Bu süreçte pek çok ülkeyle görüşmelerde bulunuldu. Saldırılara karşı belli bir direniş oluştuktan sonra (Tişrin, Qaraqozak) Amerika ve Avrupa’dan emperyalist devlet yetkilileri, siyasetçiler Kürt halkıyla ilgili açıklamalar yapmaya başladılar. Ve şimdilerde heyetlerin gelip gelip gittiği gözlemleniyor. Yalnız bırakmayalım vs tarzında çağrılar yapılıyor. Çeteler ilerlerken tüm bu güçler sadece seyrediyordu... Devrim, emperyalistlerin ve gericiliğin bu kuklalarını püskürtüp geriletmeye başlayınca, yeni taktikler, yolundan saptırma, oyalama ve aldatma yöntemleri devreye giriyor. Her ne olursa olsun, bir kez daha görüyoruz ki, kendi gücüne dayanmayan veya dayanacak bir öz gücü olmayan hiçbir hareket ayakta kalamaz, düşmanlarını “taktik değiştirmeye” zorlayamaz.

Baas Rejimi, son kertede ne devrimci dostuydu, ne de ezilen halkların kurtuluş umudu. Kürtler açısından Arap şovenisti bir devletti. Buna rağmen rejimin düşüşünün ya da Rusya’nın Suriye’deki yenilgisinin Kürt halkına yaradığı söylenemez. Tam tersine bunca zaman onların varlığı Rojava devrim güçlerinin hareket alanını genişletiyordu. Rojava’nın kritik eşiğe geldiği unutulmamalı. Türk faşizminin Kürtler’i ve özerk yönetimi ortadan kaldırmak için atağa kalktığı ve Kobane’ye saldırının an meselesi olduğundan söz etmiştik. Bu süreçte elbette olanaklar açığa çıktı, fakat bu olanakların devrimci bir savaş olmadan, dişe diş bir mücadele olmadan kazanılmayacağı açık. Bugün Tişrin’de sivil halkın onca katliama rağmen -ki 20’ye yakın insan hava saldırılarında katledildi- ısrarla nöbete devam etmesi gerçekliğini görmek lazım. Rojava’da halk, özgürlüğüne kilitlenmiş durumda. Ve halk, özgürlüğü için, sadece özgürlüğü için savaşıyor.

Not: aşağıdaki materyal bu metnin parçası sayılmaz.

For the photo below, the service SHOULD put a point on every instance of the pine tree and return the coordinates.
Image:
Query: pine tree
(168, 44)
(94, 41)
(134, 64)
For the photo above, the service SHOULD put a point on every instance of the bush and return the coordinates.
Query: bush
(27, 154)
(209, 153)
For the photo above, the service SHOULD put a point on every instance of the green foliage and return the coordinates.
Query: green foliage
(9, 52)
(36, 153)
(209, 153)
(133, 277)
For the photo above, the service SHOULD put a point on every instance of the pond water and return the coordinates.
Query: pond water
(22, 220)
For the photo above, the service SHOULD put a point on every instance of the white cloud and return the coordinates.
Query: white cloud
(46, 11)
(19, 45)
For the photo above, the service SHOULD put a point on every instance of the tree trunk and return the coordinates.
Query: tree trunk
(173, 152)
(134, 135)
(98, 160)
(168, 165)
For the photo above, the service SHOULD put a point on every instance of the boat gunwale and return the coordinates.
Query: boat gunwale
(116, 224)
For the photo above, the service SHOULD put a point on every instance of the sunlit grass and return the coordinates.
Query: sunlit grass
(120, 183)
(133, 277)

Rojava’da pazarlık plan vs durumlarından daha çok bir varoluş ve yokoluş durumu vardı ve hala daha da var. Çok kritik bir dönemdi ve hala durum kritik. Ama Kürt halkı inanıyor, Rojava halkları inanıyor. Özgürlük için bölükler halinde ölümsüzlüğe koşacak kadar inanıyorlar. Bizde inanıyoruz. Yoldaşlarımızın binlerce özgürlük savaşçısıyla birlikte ölümsüzlük halayına kalktıkları bu topraklarda zafer halayına durulduğunda da yan yana olacağız.